In a heavy metal music club in Moscow nearly a decade ago, writer, poet and performer Tusiata Avia stood on stage to perform her one-woman show Wild Dogs Under My Skirt and wondered if anyone would understand.
After all, it was a performance based on her first collection of poetry, which drew on two different cultures - New Zealand and Samoa - to tell stories of six Pasifika women. Through these stories, it revealed the sometimes painful experiences Avia herself had faced in negotiating two cultures, two worlds.
"I wondered what I was doing because not many people there spoke English, but they got it; they all got it," she recalls. "I think there is something about the spirit of the piece that rings true. It's the old 'specific, but also universal' and deals with the big human issues we all face."

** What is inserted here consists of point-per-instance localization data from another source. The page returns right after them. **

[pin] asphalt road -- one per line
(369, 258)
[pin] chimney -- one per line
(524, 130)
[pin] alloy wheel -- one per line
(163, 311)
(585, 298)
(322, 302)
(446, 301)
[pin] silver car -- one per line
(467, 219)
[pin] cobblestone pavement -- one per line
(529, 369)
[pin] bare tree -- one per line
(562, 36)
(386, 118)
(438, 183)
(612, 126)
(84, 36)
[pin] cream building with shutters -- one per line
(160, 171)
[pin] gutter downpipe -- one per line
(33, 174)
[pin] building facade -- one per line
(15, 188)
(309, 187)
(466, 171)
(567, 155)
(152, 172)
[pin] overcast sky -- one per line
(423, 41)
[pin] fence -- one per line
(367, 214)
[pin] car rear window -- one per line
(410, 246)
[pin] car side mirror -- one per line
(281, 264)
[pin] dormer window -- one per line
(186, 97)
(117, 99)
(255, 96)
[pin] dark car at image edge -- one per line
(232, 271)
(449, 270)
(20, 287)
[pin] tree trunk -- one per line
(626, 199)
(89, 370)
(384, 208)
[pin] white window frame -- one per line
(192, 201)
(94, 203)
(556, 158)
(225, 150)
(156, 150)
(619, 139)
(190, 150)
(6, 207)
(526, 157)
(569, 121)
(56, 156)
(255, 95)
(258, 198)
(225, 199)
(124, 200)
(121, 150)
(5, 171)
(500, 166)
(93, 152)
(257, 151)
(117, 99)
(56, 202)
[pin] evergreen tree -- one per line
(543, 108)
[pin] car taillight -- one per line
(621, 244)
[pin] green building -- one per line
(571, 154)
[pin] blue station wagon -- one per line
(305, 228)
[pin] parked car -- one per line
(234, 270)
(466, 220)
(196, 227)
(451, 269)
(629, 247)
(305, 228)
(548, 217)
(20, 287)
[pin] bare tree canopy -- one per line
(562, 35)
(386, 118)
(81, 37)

Wild Dogs Under My Skirt was one of the first performance poetry and published poetry collections, to explore what it meant to be a young Pacific Island woman in New Zealand and it introduced many New Zealanders to new facets of our culture. Novelist Sia Figiel, the first Samoan woman to have a novel published, described it as revolutionary "... in the sense that, not only does it define the face of Pacific literature in New Zealand, but it redefines the face of New Zealand literature itself".
It toured on and off from 2002 - 2008 in places as diverse as Moscow - Avia was there as a guest of the New Zealand Embassy - the Middle East, north Africa and Vienna as well as New Zealand.